In my own unit, one exchange between a husband and a wife caught me off guard. I tried to hold the iPad level but was already having trouble. The city’s death count had been climbing, a reminder of the tired-out truth that the demon will always win. But even if it does win, one still has to try. While there is no fight against death, there are fights to delay it and to give a person more time. For my father, after a blow to the head, it was over. He could not speak or move thereafter, so in that second, he was already gone. But what would he have said to my mother had he been given the chance?

Write this down, said Earl, the man who was sick, to his wife. The kids each have a college account with Janus Henderson. He spelled Janus Henderson out for her, enunciating each letter. To log in to those accounts, they’ll first send my phone a code. You enter that code and then answer the questions. He gave her the answers to those questions and the passwords to input right after.

Earl, the wife said, I’m not writing anything down, I refuse. Come on, talk to me about something else.

You write it down. Or you call this number—he recited the number digit by digit—they have advisors. You call that number and someone will help you.

The wife stared blankly at the screen but wasn’t writing anything down. As I was setting the iPad up for the call, testing the video and audio, Earl had told me that this was just a precaution, this was just him preparing for the worst because he was the pessimist in the family, his wife the optimist. You’ll see, he had said.

Earl was now agitated and trying to move his arms from under the thicket of tubes. For the love of God, get over yourself and pick up a pen. I’m trying to tell you something. I just want you to know what to do.

The wife continued to say nothing, but her eyes were shiny, her mouth a flat line.

I said if it was all the same to them, I could write some of this down. I had good recall and legibility.

Someone write something down, Earl said. He didn’t care who.

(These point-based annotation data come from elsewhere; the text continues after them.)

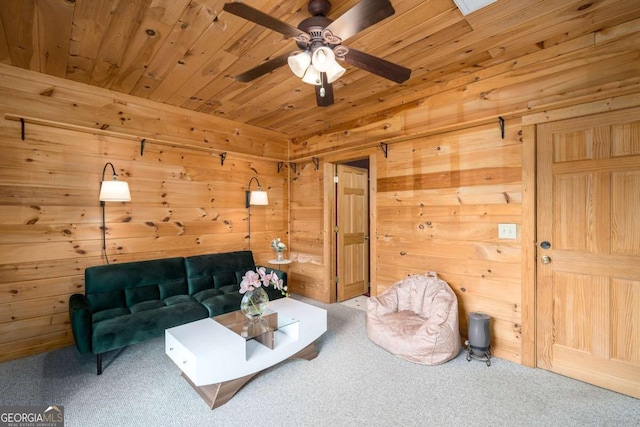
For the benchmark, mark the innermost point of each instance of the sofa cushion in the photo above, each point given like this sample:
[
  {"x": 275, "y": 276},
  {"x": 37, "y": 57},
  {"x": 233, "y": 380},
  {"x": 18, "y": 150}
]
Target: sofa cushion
[
  {"x": 172, "y": 288},
  {"x": 224, "y": 279},
  {"x": 132, "y": 328},
  {"x": 213, "y": 271},
  {"x": 106, "y": 300},
  {"x": 179, "y": 299},
  {"x": 206, "y": 294},
  {"x": 223, "y": 303},
  {"x": 147, "y": 305},
  {"x": 141, "y": 294},
  {"x": 110, "y": 314}
]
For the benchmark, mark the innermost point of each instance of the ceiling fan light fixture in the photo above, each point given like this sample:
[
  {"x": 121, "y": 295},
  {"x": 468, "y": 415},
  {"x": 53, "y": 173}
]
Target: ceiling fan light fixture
[
  {"x": 312, "y": 76},
  {"x": 323, "y": 58},
  {"x": 299, "y": 63},
  {"x": 335, "y": 72}
]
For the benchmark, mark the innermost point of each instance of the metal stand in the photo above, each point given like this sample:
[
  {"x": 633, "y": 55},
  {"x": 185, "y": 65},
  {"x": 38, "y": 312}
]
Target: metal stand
[{"x": 476, "y": 353}]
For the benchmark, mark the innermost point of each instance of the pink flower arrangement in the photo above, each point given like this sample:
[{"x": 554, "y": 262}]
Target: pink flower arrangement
[{"x": 254, "y": 279}]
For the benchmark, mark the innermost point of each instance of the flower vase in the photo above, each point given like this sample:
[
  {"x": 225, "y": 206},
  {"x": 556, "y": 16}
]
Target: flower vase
[{"x": 254, "y": 303}]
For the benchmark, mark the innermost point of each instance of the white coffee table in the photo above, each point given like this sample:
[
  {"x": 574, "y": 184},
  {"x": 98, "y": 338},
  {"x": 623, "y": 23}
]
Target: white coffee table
[{"x": 217, "y": 361}]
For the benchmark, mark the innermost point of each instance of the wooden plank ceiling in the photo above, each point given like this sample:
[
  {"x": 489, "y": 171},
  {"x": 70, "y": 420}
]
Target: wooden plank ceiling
[{"x": 187, "y": 52}]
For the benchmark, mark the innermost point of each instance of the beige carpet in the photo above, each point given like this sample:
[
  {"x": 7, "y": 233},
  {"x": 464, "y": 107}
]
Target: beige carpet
[{"x": 359, "y": 303}]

I found a pen, paper. I had the nurse hold the iPad.

More account names and portfolios. The passwords were mostly numbers, and I knew Earl’s birthday, his height and weight, his vitals, but these numbers weren’t that. They were the birthdays of his wife and kids, followed by their initials and then a bunch of exclamation marks. Earl advised not doing much with one account but selling some in another. The wife nodded and had covered her mouth with her hand. The last account was for their retirement.

We have an advisor there, Earl said. His name is—now don’t laugh, I know you’re about to laugh. Please don’t. I’m tired, I have a tube up my nose. But his name is Earl, an utter coincidence. Don’t run off with him after I’m gone.

The wife did laugh. It was a laugh and then a cry. She said she didn’t think she could do any of this without him. He said that she could.



* * *





DURING MY WALK BACK from the hospital that day, I was, surprisingly, less tense. I told Earl that I would be there tomorrow, and he said he would see me tomorrow, though he wasn’t a morning person, so if by chance he was asleep or whatnot, he wished to not be disturbed. Lots could happen in the “whatnot” and what would happen to Earl I couldn’t predict. That I couldn’t predict many things, at times not even my own thoughts, still unsettled me. That I had to stay on guard and protect myself from both the tangible and intangible tired me to my core. But for a moment some of this unease receded, and with no one else around me, I slowed my pace, unclenched my jaw. I shook out my hands, my father’s hands, that had been stuffed into my coat pockets and looked around.